Kevin was already in attendance, right next to the pizza. Kevin was a tall, gangly young man of 25 years, with spiky red hair, a BA in English literature, and a stock supervisor job at Meier’s. Also there was Ruben, a 32-year old computer repairman who took computer repair training to escape from gang life, but still insisted on dressing in gold chains, hairnets, and hoodies. He was also the only one of them married already, though his wife had never actually spoken to any of them.

“We have a quorum tonight,” Tony began. “I call this special meeting of the Justice League of Elgin Comic Book Fans to order. I’ll also be immediately turning the floor over to our special guest, Captain Amazing.”

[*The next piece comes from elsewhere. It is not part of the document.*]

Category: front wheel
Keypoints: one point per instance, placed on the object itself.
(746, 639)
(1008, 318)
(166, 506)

“Seconded,” Kevin said as a point of order. He looked more interested in the pizza than the proceedings.

“Any objections?” Tony asked.

“We can still discuss this week’s new releases, right?” Ruben asked.

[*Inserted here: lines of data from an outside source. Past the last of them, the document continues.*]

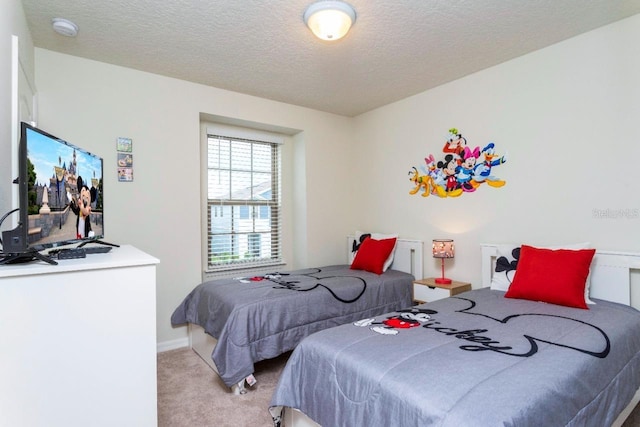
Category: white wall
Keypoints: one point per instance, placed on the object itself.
(564, 114)
(567, 116)
(90, 104)
(12, 23)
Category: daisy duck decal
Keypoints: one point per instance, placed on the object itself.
(461, 169)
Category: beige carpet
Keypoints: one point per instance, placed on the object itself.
(191, 394)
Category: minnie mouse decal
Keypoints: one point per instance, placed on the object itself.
(82, 208)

“Later, if there’s time. All ayes, no nays? Great – the floor’s yours, Captain,” Tony said and he moved around the table to get a pizza slice.

“Thank you all,” Sean said as he stood up. “First of all, I’d like to thank all of you for respecting my ‘secret identity’, such as it’s been, over the years. But, as I’m sure you’re all aware, I’m also League member Sean Causer,” he said as he removed his mask.

“No way!” Kevin said in mock-astonishment.

“I always thought Roger was Captain Amazing,” Ruben said with equal sarcasm.

“Yes, ha-ha,” Sean said with a knowing nod. “But I’m telling you this because, as of tonight, I’m retiring the identity of Captain Amazing. It’s been a lot of fun – I can’t deny it – and I think I’ve done some good as him too, but that’s all changed since the Aurora Event.”

The smiles faded from everyone’s faces at that mention. Everyone remembered the green lights in the sky that night - remembered being terrified or excited or both at the worldwide, one-day phenomenon. Though life went on as usual the next day and the day after that and the 12 days after that, everyone was still aware, at least deep down, that something was fundamentally different now.

“I have superpowers now,” Sean said. “Real superpowers. You might have read about the robbery I stopped the day after the Aurora Event. What the papers didn’t say was that I used a superpower to do it.”

The robbery, the newspaper accounts, and Sean’s claim of having superpowers were all old news to Roger, but he was still trying to process the shock of Sean giving up being Captain Amazing. “Why does that mean you have to give up being Captain Amazing?” he asked.